Die Ansprüche, die Zellforscher an einen DNA-Farbstoff für die Lebendzell-Mikroskopie stellen, sind ziemlich klar umrissen: der Farbstoff sollte die DNA selektiv anfärben und in verschiedenen Zelltypen und Geweben einsetzbar sein, ohne die Zellen zu vergiften. Gleichzeitig muss er fluorogen sein, also erst fluoreszieren wenn er an DNA bindet. Darüber hinaus sollte er mit fernem Infrarotlicht anregbar und auch für die höchstauflösende Mikroskopie (Nanoskopie) geeignet sein.

Faule Farbstoff-Kompromisse

Bisher gab es jedoch kein DNA-Färbemittel, das all diese Kriterien erfüllte. Zellforscher mussten sich deshalb oft mit Kompromissen zufrieden geben. So ist zum Beispiel der häufig verwendete Bisbenzimid-Farbstoff Hoechst 33342, der an die kleine Furche der DNA bindet, in kleinen Konzentration zwar ungiftig. Dafür muss er jedoch mit energiereichem, blauen Licht angeregt werden, das die Zellen in Mitleidenschaft zieht. Zudem ist Hoechst 33342 auch nicht für die Nanoskopie geeignet.

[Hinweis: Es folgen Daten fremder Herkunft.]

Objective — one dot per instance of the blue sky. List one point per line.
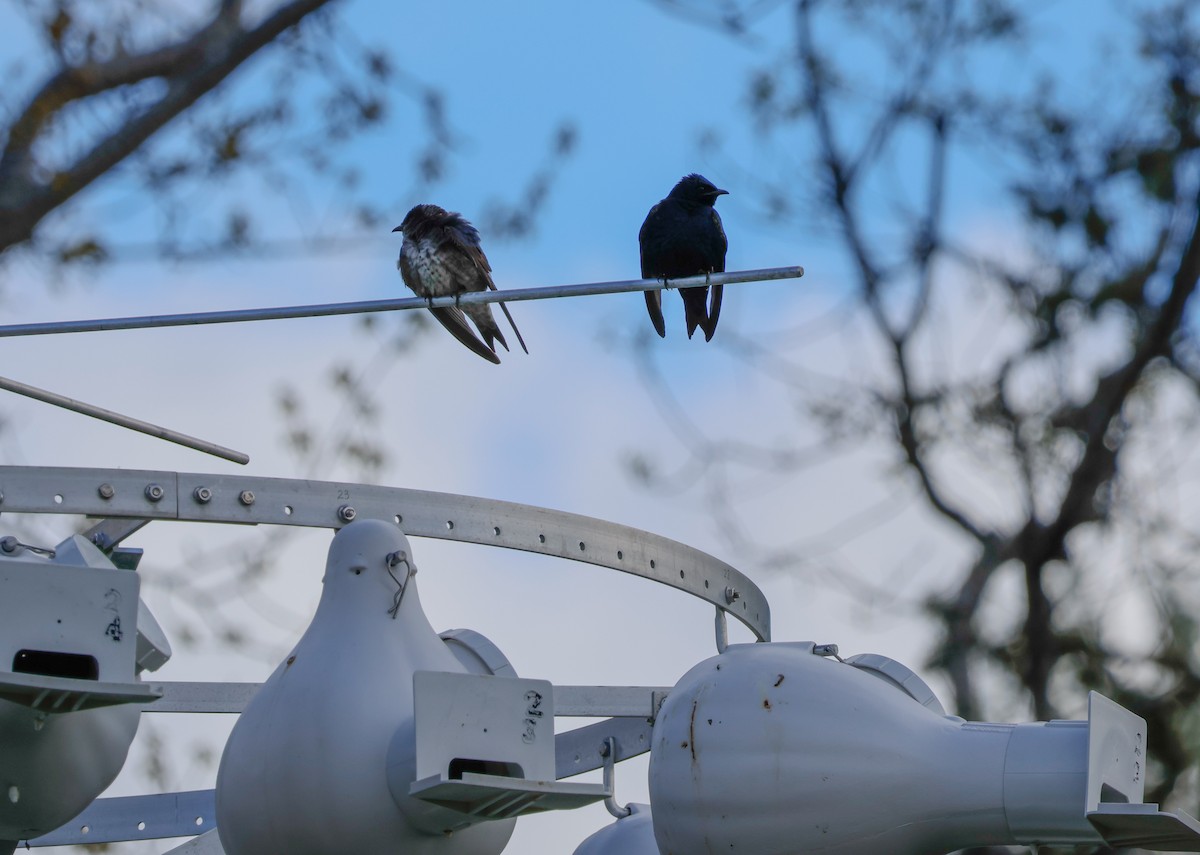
(549, 429)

Eine illustre Gruppe um Kai Johnsson vom EPFL in Lausanne, Daniel Wolfram Gerlich vom Wiener Biocenter Campus, Stefan Hell vom MPI für Biophysikalische Chemie in Göttingen sowie Marcos Gonzales-Gaitan von der Universität Genf stellte eine Verbindung vor, die dem Ideal eines optimalen DNA-Farbstoffs sehr nahe kommt (Lukinavicius et al., Nature Communications, DOI: 10.1038). Der von der Gruppe synthetisierte Farbstoff hört auf den Namen SiR-Hoechst und entstand aus der Kombination eines Silicium-Rhodamin-Derivats (SiR) mit Hoechst 33342.

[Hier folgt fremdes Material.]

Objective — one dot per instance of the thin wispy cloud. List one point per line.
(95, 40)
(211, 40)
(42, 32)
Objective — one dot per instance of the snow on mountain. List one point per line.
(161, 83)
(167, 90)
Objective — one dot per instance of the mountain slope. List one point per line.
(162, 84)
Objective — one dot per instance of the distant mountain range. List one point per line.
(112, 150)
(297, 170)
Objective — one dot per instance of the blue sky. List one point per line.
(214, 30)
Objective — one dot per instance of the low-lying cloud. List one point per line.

Johnssons Gruppe in Lausanne entwickelt schon seit einiger Zeit SiR-Farbstoffe und versucht deren Eigenschaften für den Einsatz als Lebendzell-Farbstoff zu optimieren. So synthetisierte sie zum Beispiel die nicht-toxischen, fluorogenen SiR-Derivate SiR-Methyl sowie SiR-Tubulin und SiR-Actin, die fluoreszieren, sobald sie an Proteine (Sir-Methyl) beziehungsweise die ­Zytoskeletproteine Tubulin und Actin binden (Lukinavicius et al, Nature Methods, 11, 731-33; Nature Chemistry 5, 132-39). Die Gruppe kam schließlich auf die Idee, den klassischen DNA-Farbstoff Hoechst-33342 mit den SiR-Derivaten zu verknüpfen und landete damit einen Volltreffer.

Idealer DNA-Marker

In Lebendzell-Imaging Versuchen mit SiR-Hoechst stellte sich schnell heraus, dass die Verbindung hierfür nahezu perfekt geeignet ist. Zwar bindet SiR-Hoechst nicht ganz so vehement an DNA wie Hoechst-33342, die Affinität zu ihr ist aber mehr als ausreichend und mit der anderer Bis-Benzimid-Verbindungen vergleichbar. Wie es die Gruppe von den bisher hergestellten SiR-Derviaten gewohnt war, verstärkt sich auch bei Sir-Hoechst die Fluoreszenz, sobald der Farbstoff an DNA bindet. Die Gruppe testete schließlich in ­Lebendzell-Imaging Versuchen mit kultivierten HeLa-Zellen wie spezifisch ­SiR-Hoechst DNA in den Zellkernen anfärbt und welche zytotoxischen Auswirkungen der Farbstoff auf die Zellen hat. Die beiden Parameter verglich die Gruppe anschließend mit den Werten dreier kommerzieller Fern-Infrarotfarbstoffe. SiR-Hoechst schnitt bei beiden Kriterien deutlich besser ab als die kommerziellen Farbstoffe. Zudem führt es auch bei Lebenzell-Mikroskopie Experimenten, die mehrere Stunden andauern, nicht zur Vergiftung der untersuchten Zellen.

Da SiR-Hoechst DNA in unterschiedlichen Zelltypen anfärbt und auch bei der STED-Nanoskopie mit einem 775 nm- STED-Strahl hochaufgelöste Bilder ohne Hintergrundrauschen liefert, ist es für das Lebendzell-Imaging bestens geeignet.